Esto se deriva de que la iniciativa pretende algo antinatural, que es también lo que conduce a que estos asuntos no puedan ser conocidos y resueltos en sede administrativa y que habilitan la aplicación del artículo 103 constitucional, ello porque se trata el conflicto como un conflicto entre trabajador y empleador, a pesar que la materia sancionatoria es un conflicto entre la administración y el administrado.

De ahí que, para cumplir lo que piden los órganos de control de OIT, se hace necesario adoptar el conflicto que presupone una facultad sancionatoria por parte del Estado, en donde este se reduce ante un administrado que infringe una norma y un administrador que le sanciona. Para ello, los supuestos de sanción, el órgano que sanciona y el procedimiento, deben preverse al margen del Código de trabajo ya que dentro del mismo, la normativa e institucionalidad creada responde a la necesidad de regular derechos y obligaciones y resolver conflictos entre patronos y trabajadores, que no es la naturaleza del conflicto que motiva la imposición de una multa por parte del Estado.

Ahora bien, debe recordarse que la legislación emitida en el año 2001 el mismo Congreso para mantener los beneficios del sistema generalizado de preferencias y evitar que Guatemala debiera responder por estos mismos requerimientos ante la Comisión de aplicación de normas de la Conferencia de la OIT, al haberse legislado sin el debido detenimiento y análisis técnico de todo el entorno jurídico relacionado, motivó que el intento de cumplimiento se convirtiera en una muestra de falta de voluntad para operar dichos cambios, hoy día, se trata de una comisión de encuesta, y legislar como lo presupone la iniciativa 5198, en el mismo sentido y con los mismos y más graves defectos con que se legisló en el año 2001, teniendo en cuenta el antecedente ya sentado por la Corte de constitucionalidad, solamente podría interpretarse como un nuevo intento de sorprender a la comunidad internacional y agravar la percepción de la actitud remisa por parte del Estado de Guatemala a armonizar la legislación y la práctica a los principios de libertad sindical.

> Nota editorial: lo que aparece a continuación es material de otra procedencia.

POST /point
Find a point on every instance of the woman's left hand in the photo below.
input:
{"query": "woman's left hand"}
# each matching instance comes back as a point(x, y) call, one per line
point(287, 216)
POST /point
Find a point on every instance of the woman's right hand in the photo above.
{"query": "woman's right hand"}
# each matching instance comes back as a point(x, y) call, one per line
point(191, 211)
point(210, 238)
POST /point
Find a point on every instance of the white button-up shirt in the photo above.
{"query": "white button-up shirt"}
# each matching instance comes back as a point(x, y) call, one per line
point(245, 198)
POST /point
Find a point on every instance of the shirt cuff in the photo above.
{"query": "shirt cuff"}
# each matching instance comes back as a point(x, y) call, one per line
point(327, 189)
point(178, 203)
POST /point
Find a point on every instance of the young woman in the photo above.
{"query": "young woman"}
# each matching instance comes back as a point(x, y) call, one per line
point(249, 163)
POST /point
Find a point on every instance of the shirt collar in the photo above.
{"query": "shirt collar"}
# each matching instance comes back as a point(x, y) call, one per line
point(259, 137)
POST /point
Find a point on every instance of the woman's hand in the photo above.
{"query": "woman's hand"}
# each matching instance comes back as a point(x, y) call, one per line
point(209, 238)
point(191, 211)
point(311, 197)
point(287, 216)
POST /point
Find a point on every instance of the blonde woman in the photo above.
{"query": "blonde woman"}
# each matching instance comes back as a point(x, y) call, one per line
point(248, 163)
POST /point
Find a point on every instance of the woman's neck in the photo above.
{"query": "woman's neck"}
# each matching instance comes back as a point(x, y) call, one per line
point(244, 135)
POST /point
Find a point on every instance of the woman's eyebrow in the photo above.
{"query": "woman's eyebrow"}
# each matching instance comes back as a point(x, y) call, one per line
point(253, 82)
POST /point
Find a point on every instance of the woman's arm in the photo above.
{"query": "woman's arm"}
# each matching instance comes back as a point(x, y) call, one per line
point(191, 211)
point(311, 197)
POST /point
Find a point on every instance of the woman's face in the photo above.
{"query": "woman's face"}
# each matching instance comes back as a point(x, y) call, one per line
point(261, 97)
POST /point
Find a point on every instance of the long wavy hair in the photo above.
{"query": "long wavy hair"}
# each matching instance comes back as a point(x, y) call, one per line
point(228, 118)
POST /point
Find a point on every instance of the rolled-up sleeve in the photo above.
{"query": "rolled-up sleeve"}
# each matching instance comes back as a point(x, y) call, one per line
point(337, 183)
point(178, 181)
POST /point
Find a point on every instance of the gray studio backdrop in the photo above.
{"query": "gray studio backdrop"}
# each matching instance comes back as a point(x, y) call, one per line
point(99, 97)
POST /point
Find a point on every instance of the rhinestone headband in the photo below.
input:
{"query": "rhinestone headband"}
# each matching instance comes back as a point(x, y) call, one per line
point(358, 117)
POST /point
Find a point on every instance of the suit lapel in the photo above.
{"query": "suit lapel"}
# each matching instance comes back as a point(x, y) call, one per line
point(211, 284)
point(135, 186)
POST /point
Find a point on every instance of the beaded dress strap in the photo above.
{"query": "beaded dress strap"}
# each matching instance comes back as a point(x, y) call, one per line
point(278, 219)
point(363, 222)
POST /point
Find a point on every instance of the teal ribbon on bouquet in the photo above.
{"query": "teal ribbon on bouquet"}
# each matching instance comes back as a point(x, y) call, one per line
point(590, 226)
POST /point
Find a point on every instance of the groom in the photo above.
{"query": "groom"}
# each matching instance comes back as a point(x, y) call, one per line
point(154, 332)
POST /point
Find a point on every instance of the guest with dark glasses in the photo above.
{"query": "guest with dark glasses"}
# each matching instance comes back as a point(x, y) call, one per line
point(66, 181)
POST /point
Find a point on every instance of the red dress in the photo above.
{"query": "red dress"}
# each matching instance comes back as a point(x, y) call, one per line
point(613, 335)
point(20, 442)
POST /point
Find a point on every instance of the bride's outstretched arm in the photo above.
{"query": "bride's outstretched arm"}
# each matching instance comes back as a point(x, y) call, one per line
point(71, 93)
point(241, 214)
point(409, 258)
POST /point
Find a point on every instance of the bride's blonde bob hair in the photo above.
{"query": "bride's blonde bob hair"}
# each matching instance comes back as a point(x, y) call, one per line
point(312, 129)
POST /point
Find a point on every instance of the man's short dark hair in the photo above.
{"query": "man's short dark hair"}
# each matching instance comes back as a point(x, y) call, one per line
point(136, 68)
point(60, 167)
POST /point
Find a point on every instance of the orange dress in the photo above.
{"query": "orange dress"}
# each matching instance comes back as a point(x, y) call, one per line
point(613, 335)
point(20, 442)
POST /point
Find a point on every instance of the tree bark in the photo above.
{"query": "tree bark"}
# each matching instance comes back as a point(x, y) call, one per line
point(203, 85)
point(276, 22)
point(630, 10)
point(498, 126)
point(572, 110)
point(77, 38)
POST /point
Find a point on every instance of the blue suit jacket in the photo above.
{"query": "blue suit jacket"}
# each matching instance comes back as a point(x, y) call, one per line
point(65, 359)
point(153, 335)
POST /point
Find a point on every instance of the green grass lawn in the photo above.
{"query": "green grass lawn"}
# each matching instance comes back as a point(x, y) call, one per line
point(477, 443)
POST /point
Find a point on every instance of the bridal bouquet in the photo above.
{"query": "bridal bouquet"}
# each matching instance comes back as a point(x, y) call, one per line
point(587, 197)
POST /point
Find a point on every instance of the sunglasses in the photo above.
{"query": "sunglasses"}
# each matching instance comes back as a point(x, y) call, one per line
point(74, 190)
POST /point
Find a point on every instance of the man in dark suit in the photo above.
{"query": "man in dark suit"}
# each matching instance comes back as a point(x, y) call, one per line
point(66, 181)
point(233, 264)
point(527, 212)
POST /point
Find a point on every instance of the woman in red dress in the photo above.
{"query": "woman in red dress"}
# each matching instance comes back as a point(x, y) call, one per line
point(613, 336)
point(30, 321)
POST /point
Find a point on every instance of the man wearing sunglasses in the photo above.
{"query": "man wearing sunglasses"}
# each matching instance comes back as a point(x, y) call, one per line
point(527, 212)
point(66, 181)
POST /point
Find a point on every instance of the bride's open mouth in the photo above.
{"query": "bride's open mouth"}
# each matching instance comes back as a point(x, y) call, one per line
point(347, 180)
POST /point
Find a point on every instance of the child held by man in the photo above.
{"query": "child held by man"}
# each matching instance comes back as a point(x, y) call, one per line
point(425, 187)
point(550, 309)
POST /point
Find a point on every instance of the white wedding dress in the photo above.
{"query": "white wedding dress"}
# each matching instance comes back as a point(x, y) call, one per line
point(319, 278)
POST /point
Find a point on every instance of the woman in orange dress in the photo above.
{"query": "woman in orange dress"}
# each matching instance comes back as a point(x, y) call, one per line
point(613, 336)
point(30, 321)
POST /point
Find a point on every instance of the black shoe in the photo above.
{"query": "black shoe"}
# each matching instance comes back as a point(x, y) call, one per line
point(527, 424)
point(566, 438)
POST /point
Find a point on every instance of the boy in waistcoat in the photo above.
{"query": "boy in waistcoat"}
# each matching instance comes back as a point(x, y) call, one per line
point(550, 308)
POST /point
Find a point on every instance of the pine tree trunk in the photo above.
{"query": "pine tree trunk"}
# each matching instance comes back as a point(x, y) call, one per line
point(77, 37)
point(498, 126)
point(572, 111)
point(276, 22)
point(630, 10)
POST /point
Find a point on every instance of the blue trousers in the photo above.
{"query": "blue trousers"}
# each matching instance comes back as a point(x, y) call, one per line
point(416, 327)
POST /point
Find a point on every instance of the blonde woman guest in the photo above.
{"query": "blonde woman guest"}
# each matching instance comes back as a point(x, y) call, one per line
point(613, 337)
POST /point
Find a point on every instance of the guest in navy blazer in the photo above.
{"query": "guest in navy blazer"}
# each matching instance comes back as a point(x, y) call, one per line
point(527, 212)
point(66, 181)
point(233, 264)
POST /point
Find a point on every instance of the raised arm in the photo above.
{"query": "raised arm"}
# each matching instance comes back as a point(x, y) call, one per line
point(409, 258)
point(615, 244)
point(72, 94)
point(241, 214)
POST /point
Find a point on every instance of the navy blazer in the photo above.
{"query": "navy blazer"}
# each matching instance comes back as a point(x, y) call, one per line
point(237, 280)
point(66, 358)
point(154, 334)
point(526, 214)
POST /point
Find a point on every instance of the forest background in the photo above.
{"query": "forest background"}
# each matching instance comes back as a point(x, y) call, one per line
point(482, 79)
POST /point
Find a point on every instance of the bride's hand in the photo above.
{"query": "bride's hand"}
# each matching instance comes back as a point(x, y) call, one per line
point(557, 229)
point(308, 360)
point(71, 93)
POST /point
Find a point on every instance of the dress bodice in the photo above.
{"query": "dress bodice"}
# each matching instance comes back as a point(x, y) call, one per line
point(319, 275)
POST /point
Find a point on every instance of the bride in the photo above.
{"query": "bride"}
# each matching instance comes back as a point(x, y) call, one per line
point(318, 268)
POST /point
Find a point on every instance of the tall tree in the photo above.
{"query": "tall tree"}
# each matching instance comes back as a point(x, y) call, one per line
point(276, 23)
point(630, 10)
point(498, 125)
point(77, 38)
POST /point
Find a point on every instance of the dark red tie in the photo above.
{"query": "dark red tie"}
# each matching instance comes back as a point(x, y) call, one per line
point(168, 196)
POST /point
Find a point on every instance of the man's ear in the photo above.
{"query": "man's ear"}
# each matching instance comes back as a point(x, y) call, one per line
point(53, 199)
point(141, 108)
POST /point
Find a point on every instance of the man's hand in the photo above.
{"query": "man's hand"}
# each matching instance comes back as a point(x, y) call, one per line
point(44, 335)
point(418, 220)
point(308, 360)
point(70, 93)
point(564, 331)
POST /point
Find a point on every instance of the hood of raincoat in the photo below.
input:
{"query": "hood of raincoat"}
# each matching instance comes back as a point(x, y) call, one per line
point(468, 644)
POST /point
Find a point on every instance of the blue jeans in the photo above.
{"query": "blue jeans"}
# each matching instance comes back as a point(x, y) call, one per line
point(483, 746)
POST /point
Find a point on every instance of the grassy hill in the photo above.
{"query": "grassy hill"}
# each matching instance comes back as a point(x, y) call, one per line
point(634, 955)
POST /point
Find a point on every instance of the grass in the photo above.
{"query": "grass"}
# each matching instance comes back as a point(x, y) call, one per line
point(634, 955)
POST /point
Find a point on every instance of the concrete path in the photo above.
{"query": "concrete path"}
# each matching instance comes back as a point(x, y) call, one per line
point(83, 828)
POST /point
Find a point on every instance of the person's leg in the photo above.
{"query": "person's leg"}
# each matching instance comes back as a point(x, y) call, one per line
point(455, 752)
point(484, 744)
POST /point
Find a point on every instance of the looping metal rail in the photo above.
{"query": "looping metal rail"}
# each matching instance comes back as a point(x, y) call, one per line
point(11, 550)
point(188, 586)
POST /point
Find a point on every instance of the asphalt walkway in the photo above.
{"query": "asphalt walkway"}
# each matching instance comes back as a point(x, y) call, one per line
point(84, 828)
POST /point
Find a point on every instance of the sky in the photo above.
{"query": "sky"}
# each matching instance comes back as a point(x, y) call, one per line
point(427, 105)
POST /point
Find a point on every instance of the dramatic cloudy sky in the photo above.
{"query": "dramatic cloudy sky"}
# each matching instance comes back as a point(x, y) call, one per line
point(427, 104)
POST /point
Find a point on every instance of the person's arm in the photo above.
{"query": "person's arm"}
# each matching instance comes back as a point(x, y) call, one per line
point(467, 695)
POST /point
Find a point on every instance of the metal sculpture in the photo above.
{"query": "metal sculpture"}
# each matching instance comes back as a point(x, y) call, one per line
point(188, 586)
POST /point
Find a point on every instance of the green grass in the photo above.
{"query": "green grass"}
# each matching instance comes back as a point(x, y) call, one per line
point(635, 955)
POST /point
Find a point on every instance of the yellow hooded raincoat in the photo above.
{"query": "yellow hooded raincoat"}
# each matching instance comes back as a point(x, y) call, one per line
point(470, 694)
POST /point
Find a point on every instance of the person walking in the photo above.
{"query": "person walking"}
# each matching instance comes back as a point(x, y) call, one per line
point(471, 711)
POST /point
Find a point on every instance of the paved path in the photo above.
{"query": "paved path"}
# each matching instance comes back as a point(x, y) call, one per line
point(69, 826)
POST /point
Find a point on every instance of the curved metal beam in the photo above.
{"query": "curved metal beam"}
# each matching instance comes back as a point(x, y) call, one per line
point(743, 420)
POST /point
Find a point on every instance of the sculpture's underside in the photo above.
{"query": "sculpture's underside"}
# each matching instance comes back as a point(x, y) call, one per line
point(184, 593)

De ahí que, a reserva del derecho del MSICG y de cualquier ciudadano o ciudadano de este país de instar la expulsión de nuestro ordenamiento jurídico de dichas normas si el Congreso insiste en su aprobación, el MSICG ha presentado sendos despachos calificados, comunicaciones a los Jefes de bloque y a los diputados y diputadas en lo particular pidiéndoles que se abstengan de aprobar las iniciativas 5198 y 5199 ya que las mismas no cumplen con los requerimientos de armonizar la legislación y la práctica al cumplimiento de los Convenios 87 y 98 de la Organización Internacional del Trabajo requeridos por los órganos de control de la OIT y, por el contrario, producen un efecto contrario a dicha armonización que recrudece el acceso de las trabajadoras y trabajadores a las garantías democráticas reconocidas en los artículos 102 literal q), 104, 106 de la Constitución política de la República y los Convenios 87, 98 y 154 de la Organización Internacional del Trabajo –OIT-.

El MSICG hace un llamado a las trabajadoras y trabajadores a estar alerta ante este nuevo intento del Congreso de la República de someternos a un mayor estado de indefensión jurídica y social.